La guerra in Ucraina, dunque, continua e continuerà a divorare tutto: case, scuole, teatri, ospedali, ospizi (ben 56 gli anziani uccisi nel bombardamento di una casa di riposo a Kreminna nell’Ucraina orientale), magazzini di cibo e di medicinali, fabbriche, depositi di macchine agricole, centrali elettriche, per tacere del rischio immanente di un incidente catastrofico in quelle nucleari di cui è pieno il Paese. Una guerra resa ancora più barbara dalla cupa ferocia con cui gli occupanti, che ieri a Kherson hanno sparato sui manifestanti inermi, si stanno vendicando delle pesanti perdite subite nel corso della “operazione militare speciale” ordinata dal loro sanguinario zar. Al tempo stesso, lo tsunami senza precedenti di profughi con cui Putin ha già iniziato a bombardarci direttamente è destinato ad assumere dimensioni, anche economicamente, non più o troppo a lungo sopportabili. Prova ne è il drammatico appello alla Ue della Polonia, che con più di due milioni di profughi ucraini già ospitati, teme a ragione che il clima interno di solidarietà possa virare presto in protesta. Attenzione! Stiamo parlando dello stesso Paese sia Ue che Nato che ha già visto i razzi russi cadere a 20 chilometri dal proprio confine orientale e che si trova sotto il tiro diretto dei missili nucleari schierati nella enclave russa di Kaliningrad su quello settentrionale.

Fin qui, lo scenario da incubo in cui ci troviamo e su cui gli analisti si arrovellano in cerca di una possibile via d’uscita. Rappresentata, secondo alcuni, dalla cattura e dalla eliminazione del presidente ucraino Zelensky. Secondo altri, da un golpe interno russo che faccia fuori (letteralmente) Putin. Nel primo caso, l’Ucraina perderebbe un presidente che anche oggi - collegato in diretta con il Parlamento italiano - dimostrerà che i comici di professione possono diventare dei leader carismatici molto più e meglio di quanto accade nei film. Ma, anche qualora i killer che stanno dandogli la caccia riuscissero a compiere il loro sporco lavoro, le truppe russe non se ne andrebbero di certo (e perché mai dovrebbero farlo?) e la resistenza ucraina andrebbe avanti comunque, città per città e casa per casa. Quanto al golpe che potrebbe rovesciare Putin, avvelenandolo o grazie a un provvidenziale “incidente”, quel poco che filtra da Mosca indica come il boss del Cremlino abbia alzato ulteriormente il livello di protezione intorno a sé pure nei confronti del suo stesso “cerchio magico”.
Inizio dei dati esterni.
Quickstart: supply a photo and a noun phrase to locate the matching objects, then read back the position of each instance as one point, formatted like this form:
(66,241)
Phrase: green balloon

Detto ciò, qualcosa va comunque tentato per rompere la cappa infernale che va allargandosi su tutta l’Europa e sotto cui stanno germogliando i semi malefici della Terza guerra mondiale. E l’unica persona in grado di compiere un tale passo è Papa Francesco. Solo lui ne ha l’autorità morale, universalmente riconosciuta anche da chi cristiano non è, oppure si è dimenticato di esserlo come il Patriarca ortodosso di Mosca Kirill rivelatosi nient’altro che un docile burattino nelle mani di Putin. Solo Francesco può andare a piantare la bandiera dell’umanità se non nella capitale Kiev, a Leopoli che dell’Ucraina è l’anima e il faro spirituale. Un quarto di secolo fa, nello stadio di Sarajevo circondato da decine di migliaia di croci, un altro Papa, Giovanni Paolo II, alzò la sua voce ancora possente nonostante la malattia per dire in tutte le lingue “Pace!”. Mentre lo ascoltavo inginocchiato nel fango insieme a una moltitudine di scampati a un altro terrificante massacro, il cielo nascosto fino a quel momento da una tormenta di neve si squarciò di colpo e il sole inondò di luce la città martire della Bosnia. Venticinque anni dopo Sarajevo, oggi è più che mai il tempo di un Papa che, ergendosi nel cuore stesso della tempesta, gridi in nome e per conto di tutti noi: “Basta con la guerra!”.